New Zealand Listener

HOW NOW BURPING COW?

Steve Meller is impatient about cows. “The climate science is clear that we have less than a decade to drastically cut greenhouse gas emissions and avoid a global tipping point.” The global warming potential of the world’s almost 1.5 billion cattle is an enormous challenge, he says, and until now there’s been nothing significant that farmers can do about it.

The Silicon Valley-based entrepreneur and investor, who’s originally from South Australia, is hell-bent on giving farmers an option to do something about it and make more money while they’re at it.
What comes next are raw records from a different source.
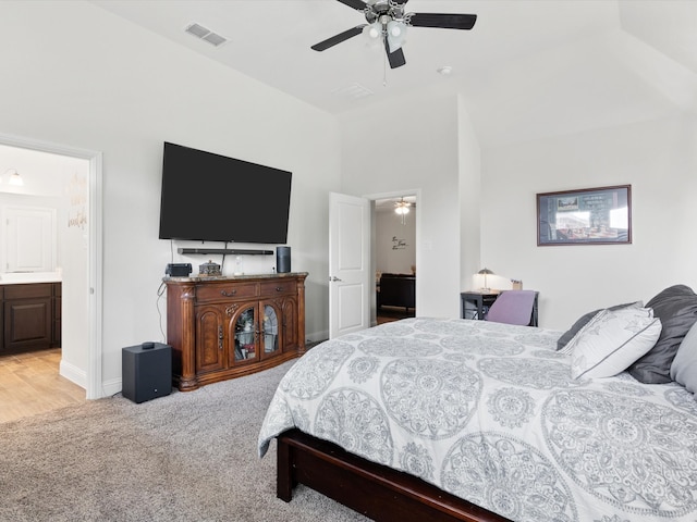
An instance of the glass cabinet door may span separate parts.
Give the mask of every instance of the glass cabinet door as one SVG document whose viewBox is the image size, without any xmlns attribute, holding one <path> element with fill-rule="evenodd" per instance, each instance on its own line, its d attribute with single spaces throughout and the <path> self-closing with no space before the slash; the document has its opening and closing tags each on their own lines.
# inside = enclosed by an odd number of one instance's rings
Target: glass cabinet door
<svg viewBox="0 0 697 522">
<path fill-rule="evenodd" d="M 277 353 L 279 350 L 279 315 L 271 304 L 264 306 L 261 331 L 264 332 L 264 353 Z"/>
<path fill-rule="evenodd" d="M 256 307 L 245 308 L 237 315 L 234 330 L 235 362 L 258 357 L 256 323 Z"/>
</svg>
He’s formed a company with several Kiwis to grow a particular seaweed and sell it to farmers around the world. The company is called CH4 Global, CH4 being the chemical formula for methane, the planet-warming gas that cattle and sheep belch out.

A connection between seaweed and methane – or, to be precise, less methane – has been untangled over the past few years. Like scientists globally, Australian researchers had been searching for a way to block methane emissions from livestock. They found that feeding them a seaweed native to New Zealand and Australia does that substantially – in one study, almost entirely.

The quest is driven by the fact that methane from livestock accounts for about 5% of global greenhouse gas emissions. In New Zealand, it constitutes at least a third of emissions, which is vastly more than is emitted by our entire public sector – the sector that the government recently pledged to make carbon neutral by 2025.

That pledge supplemented a declaration of a climate emergency and drew international media attention when climate activist Greta Thunberg disdainfully tweeted that reducing emissions by less than 1% was “nothing unique”.

Thunberg says our planetary house is on fire; climate emergency declarations signify the same urgency. But although it’s possible to extinguish the vehicle emissions and coalfired boilers of the public sector, farmers at present have no way to douse methane emissions except to farm fewer animals.